Левой рукой я схватил Виксен за толстый загривок, сильно встряхнул ее и сказал:
— Виксен, если ты еще раз это сделаешь, я выгоню тебя на веранду. Запомни!
Она прекрасно поняла меня, но едва я выпустил ее, она снова схватила зубами мое правое запястье и замерла в ожидании, прижав уши и вытянувшись в струнку, готовая укусить. Большой пес смиренно и миролюбиво стучал хвостом по полу.
Я вторично сгреб Виксен, поднял ее с кровати, как кролика (это ей очень не понравилось, и она завизжала), и, верный своему обещанию, выставил ее на веранду— ночевать в компании с летучими мышами при лунном свете. Тут она завыла. Потом начала бранить — не меня, а бультерьера, и бранилась до тех пор, пока не закашлялась от изнеможения. Потом стала бегать вокруг дома, тыкаясь во все двери. Потом побежала к конюшне и залилась таким лаем, что можно было подумать, что вор уводит лошадей: к этой уловке она прибегала с давних пор. Наконец, она вернулась, и жалобное тявканье ее говорило: «Я буду паинькой! Впусти меня, я буду паинькой!»
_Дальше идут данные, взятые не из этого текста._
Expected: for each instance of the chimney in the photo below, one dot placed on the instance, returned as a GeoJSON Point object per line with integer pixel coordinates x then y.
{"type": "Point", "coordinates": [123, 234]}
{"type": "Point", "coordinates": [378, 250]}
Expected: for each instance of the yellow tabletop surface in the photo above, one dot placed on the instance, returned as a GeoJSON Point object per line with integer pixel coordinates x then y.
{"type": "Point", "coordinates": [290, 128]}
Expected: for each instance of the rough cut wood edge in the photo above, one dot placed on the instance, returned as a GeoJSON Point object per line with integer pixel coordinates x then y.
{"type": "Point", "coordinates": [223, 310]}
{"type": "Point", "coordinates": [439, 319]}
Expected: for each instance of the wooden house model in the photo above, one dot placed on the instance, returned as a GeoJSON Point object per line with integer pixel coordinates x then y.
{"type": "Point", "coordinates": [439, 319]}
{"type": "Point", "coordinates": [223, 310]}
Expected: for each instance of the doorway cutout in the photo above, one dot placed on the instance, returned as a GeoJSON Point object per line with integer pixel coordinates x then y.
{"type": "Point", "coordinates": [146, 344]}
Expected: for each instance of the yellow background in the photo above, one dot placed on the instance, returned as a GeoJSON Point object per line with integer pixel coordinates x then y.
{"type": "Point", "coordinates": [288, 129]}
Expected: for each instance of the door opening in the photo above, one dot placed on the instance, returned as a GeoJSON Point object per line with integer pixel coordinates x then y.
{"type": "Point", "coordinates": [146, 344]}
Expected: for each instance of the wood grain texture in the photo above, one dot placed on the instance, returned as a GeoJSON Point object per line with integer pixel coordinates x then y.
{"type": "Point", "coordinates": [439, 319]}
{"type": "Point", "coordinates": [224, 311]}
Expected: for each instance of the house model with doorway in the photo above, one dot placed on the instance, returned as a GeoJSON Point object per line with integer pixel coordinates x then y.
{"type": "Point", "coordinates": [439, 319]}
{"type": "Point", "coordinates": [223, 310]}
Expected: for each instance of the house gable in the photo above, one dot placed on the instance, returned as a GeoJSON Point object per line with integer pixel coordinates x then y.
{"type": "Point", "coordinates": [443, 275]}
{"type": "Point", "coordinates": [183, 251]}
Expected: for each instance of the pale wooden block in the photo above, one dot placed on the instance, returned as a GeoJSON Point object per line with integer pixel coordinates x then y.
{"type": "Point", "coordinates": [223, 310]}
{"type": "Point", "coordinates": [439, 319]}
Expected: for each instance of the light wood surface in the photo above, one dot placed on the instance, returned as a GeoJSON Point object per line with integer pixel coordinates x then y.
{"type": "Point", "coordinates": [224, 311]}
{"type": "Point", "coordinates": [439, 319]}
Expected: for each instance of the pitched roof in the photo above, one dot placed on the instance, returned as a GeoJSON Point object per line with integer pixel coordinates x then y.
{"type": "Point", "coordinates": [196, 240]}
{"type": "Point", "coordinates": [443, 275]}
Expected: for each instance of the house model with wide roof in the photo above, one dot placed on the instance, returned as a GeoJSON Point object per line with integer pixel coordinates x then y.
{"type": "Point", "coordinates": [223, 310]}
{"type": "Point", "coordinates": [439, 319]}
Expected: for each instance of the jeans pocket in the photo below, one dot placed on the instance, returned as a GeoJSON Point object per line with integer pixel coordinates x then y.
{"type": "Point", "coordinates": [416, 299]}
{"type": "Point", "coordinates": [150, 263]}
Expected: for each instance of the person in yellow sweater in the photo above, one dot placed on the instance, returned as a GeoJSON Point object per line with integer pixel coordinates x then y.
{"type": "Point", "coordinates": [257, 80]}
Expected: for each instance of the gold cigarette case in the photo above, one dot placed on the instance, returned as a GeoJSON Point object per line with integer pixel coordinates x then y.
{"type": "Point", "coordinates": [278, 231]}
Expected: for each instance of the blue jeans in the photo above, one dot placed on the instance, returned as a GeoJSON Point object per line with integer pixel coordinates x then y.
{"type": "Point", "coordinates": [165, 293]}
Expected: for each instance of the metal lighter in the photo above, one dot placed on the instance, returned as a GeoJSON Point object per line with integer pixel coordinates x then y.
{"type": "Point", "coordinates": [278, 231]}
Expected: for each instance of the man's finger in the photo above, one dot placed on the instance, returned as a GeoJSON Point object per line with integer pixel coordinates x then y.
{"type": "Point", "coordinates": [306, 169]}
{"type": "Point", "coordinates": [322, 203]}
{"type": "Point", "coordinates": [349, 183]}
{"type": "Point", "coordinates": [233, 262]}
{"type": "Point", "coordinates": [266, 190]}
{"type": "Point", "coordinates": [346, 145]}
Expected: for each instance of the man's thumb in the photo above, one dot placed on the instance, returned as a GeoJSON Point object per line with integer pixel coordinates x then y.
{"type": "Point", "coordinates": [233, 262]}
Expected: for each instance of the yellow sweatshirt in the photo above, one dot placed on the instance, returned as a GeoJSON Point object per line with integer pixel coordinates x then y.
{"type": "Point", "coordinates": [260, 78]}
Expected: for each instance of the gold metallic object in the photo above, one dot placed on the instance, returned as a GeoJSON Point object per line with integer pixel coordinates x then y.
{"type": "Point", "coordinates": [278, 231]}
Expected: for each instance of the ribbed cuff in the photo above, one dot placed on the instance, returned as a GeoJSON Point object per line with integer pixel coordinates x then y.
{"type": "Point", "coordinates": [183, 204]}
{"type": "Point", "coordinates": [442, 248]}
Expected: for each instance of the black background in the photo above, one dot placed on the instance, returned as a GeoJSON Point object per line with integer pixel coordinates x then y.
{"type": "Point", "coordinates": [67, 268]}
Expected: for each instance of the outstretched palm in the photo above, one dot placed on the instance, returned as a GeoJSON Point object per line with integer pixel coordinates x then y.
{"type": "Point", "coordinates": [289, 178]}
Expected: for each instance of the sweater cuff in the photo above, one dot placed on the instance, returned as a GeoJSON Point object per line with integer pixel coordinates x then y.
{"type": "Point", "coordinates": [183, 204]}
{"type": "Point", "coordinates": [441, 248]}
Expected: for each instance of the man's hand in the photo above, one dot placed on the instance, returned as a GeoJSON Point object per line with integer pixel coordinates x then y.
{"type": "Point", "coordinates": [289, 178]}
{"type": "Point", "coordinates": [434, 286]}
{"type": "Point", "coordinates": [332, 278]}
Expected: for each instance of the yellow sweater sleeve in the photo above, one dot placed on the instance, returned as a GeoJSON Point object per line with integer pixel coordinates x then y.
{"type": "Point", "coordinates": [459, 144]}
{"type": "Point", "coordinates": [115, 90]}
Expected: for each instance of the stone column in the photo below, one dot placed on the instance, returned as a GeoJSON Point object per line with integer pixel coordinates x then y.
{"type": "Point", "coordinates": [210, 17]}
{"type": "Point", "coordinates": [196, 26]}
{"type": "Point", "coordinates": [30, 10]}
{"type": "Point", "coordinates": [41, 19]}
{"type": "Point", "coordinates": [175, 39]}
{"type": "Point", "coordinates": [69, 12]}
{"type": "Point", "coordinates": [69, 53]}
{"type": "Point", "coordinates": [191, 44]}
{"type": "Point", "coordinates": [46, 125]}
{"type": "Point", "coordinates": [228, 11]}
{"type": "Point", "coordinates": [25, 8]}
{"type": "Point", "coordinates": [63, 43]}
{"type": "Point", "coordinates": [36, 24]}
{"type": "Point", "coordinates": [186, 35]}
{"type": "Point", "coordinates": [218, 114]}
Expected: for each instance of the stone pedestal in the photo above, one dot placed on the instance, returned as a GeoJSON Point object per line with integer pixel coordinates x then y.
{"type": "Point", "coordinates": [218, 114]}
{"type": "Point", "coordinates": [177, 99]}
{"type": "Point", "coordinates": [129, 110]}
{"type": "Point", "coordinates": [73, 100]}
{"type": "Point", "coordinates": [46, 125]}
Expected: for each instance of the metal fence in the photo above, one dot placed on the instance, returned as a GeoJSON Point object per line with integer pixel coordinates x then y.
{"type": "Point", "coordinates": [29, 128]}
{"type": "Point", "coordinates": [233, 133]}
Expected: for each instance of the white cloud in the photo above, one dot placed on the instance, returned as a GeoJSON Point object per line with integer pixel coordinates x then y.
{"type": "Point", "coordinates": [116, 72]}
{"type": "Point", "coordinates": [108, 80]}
Я увидел, что один из псов лежит со сломанным хребтом, а другой придавлен к земле бультерьером.
Я впустил ее, и она бросилась на свою подушку. Когда она успокоилась, я шепнул бультерьеру: «Можешь лечь в ногах». Он сейчас же вскочил на кровать, и хотя Виксен задрожала от ярости, однако, не решилась протестовать. Так мы проспали до утра, а рано утром я позавтракал вместе с собаками, поровну деля пищу между нами троими; потом привели лошадь, и мы отправились кататься верхом. Бультерьер, наверное, никогда еще не бежал за лошадью. Он был вне себя от волнения, а Виксен но обыкновению тявкала, срывалась с места, удирала вперед и вообще вела за собой всю процессию.
В одной соседней деревне было место, мимо которого мы обычно проезжали с осторожностью, потому что здесь собирались желтые бродячие собаки со всех окрестностей. Это были полудикие, голодные животные, очень трусливые, но когда их собиралось девять или десять, они были непрочь броситься на домашнюю собаку, загрызть и съесть ее. Против них я вооружился длинной плетью. В то утро они напали на Виксен, которая быть может, нарочно, отбежала в сторону от моей лошади.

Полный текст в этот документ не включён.